VCVTPS2PHX—Convert Packed Single Precision Floating-Point Values to Packed FP16 Values

Opcode/Instruction Op /En 64/32 bit Mode Support CPUID Feature Flag Description
EVEX.128.66.MAP5.W0 1D /r VCVTPS2PHX xmm1{k1}{z}, xmm2/m128/m32bcst A V/V AVX512-FP16 AVX512VL Convert four packed single precision floating-point values in xmm2/m128/m32bcst to packed FP16 values, and store the result in xmm1 subject to writemask k1.
EVEX.256.66.MAP5.W0 1D /r VCVTPS2PHX xmm1{k1}{z}, ymm2/m256/m32bcst A V/V AVX512-FP16 AVX512VL Convert eight packed single precision floating-point values in ymm2/m256/m32bcst to packed FP16 values, and store the result in xmm1 subject to writemask k1.
EVEX.512.66.MAP5.W0 1D /r VCVTPS2PHX ymm1{k1}{z}, zmm2/m512/m32bcst {er} A V/V AVX512-FP16 Convert sixteen packed single precision floating-point values in zmm2 /m512/m32bcst to packed FP16 values, and store the result in ymm1 subject to writemask k1.

Instruction Operand Encoding

Op/En Tuple Type Operand 1 Operand 2 Operand 3 Operand 4
A Full ModRM:reg (w) ModRM:r/m (r) N/A N/A

Description

This instruction converts packed single precision floating values in the source operand to FP16 values and stores to the destination operand.

The VCVTPS2PHX instruction supports broadcasting.

This instruction uses MXCSR.DAZ for handling FP32 inputs.

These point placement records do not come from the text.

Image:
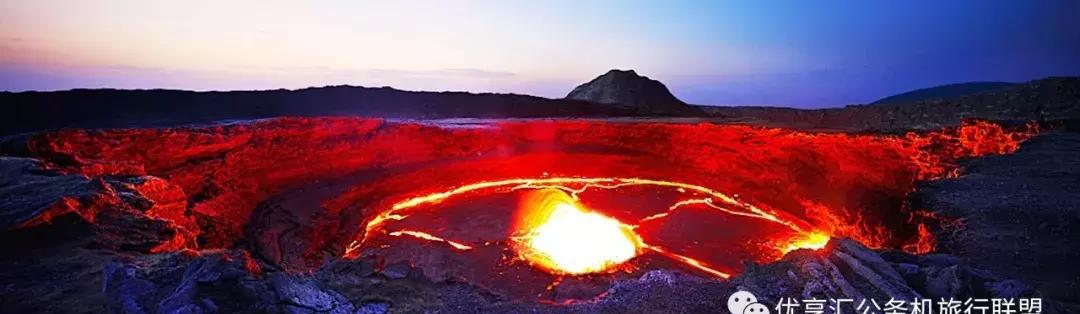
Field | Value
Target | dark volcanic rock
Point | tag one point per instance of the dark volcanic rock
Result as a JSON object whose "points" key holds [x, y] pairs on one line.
{"points": [[1018, 215], [1047, 99], [629, 90], [943, 92]]}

FP16 outputs can be normal or denormal numbers, and are not conditionally flushed based on MXCSR settings.

Operation

VCVTPS2PHX DEST, SRC (AVX512_FP16 Load Version With Broadcast Support)

VL = 128, 256, or 512

KL := VL / 32

IF *SRC is a register* and (VL == 512) and (EVEX.b = 1):

SET_RM(EVEX.RC)

ELSE:

SET_RM(MXCSR.RC)

FOR j := 0 TO KL-1:

IF k1[j] OR *no writemask*:

IF *SRC is memory* and EVEX.b = 1:

tsrc := SRC.fp32[0]

ELSE

tsrc := SRC.fp32[j]

DEST.fp16[j] := Convert_fp32_to_fp16(tsrc)

ELSE IF *zeroing*:

DEST.fp16[j] := 0

// else dest.fp16[j] remains unchanged

DEST[MAXVL-1:VL/2] := 0

Flags Affected

None.

Intel C/C++ Compiler Intrinsic Equivalent

VCVTPS2PHX __m256h _mm512_cvtx_roundps_ph (__m512 a, int rounding);

VCVTPS2PHX __m256h _mm512_mask_cvtx_roundps_ph (__m256h src, __mmask16 k, __m512 a, int rounding);

VCVTPS2PHX __m256h _mm512_maskz_cvtx_roundps_ph (__mmask16 k, __m512 a, int rounding);

VCVTPS2PHX __m128h _mm_cvtxps_ph (__m128 a);

VCVTPS2PHX __m128h _mm_mask_cvtxps_ph (__m128h src, __mmask8 k, __m128 a);

VCVTPS2PHX __m128h _mm_maskz_cvtxps_ph (__mmask8 k, __m128 a);

VCVTPS2PHX __m128h _mm256_cvtxps_ph (__m256 a);

VCVTPS2PHX __m128h _mm256_mask_cvtxps_ph (__m128h src, __mmask8 k, __m256 a);

VCVTPS2PHX __m128h _mm256_maskz_cvtxps_ph (__mmask8 k, __m256 a);

VCVTPS2PHX __m256h _mm512_cvtxps_ph (__m512 a);

VCVTPS2PHX __m256h _mm512_mask_cvtxps_ph (__m256h src, __mmask16 k, __m512 a);

VCVTPS2PHX __m256h _mm512_maskz_cvtxps_ph (__mmask16 k, __m512 a);

SIMD Floating-Point Exceptions

Invalid, Underflow, Overflow, Precision, Denormal (if MXCSR.DAZ=0).

Other Exceptions

EVEX-encoded instructions, see Table 2-46, “Type E2 Class Exception Conditions.”

Additionally:

#UD If VEX.W=1.
#UD If VEX.vvvv != 1111B or EVEX.vvvv != 1111B.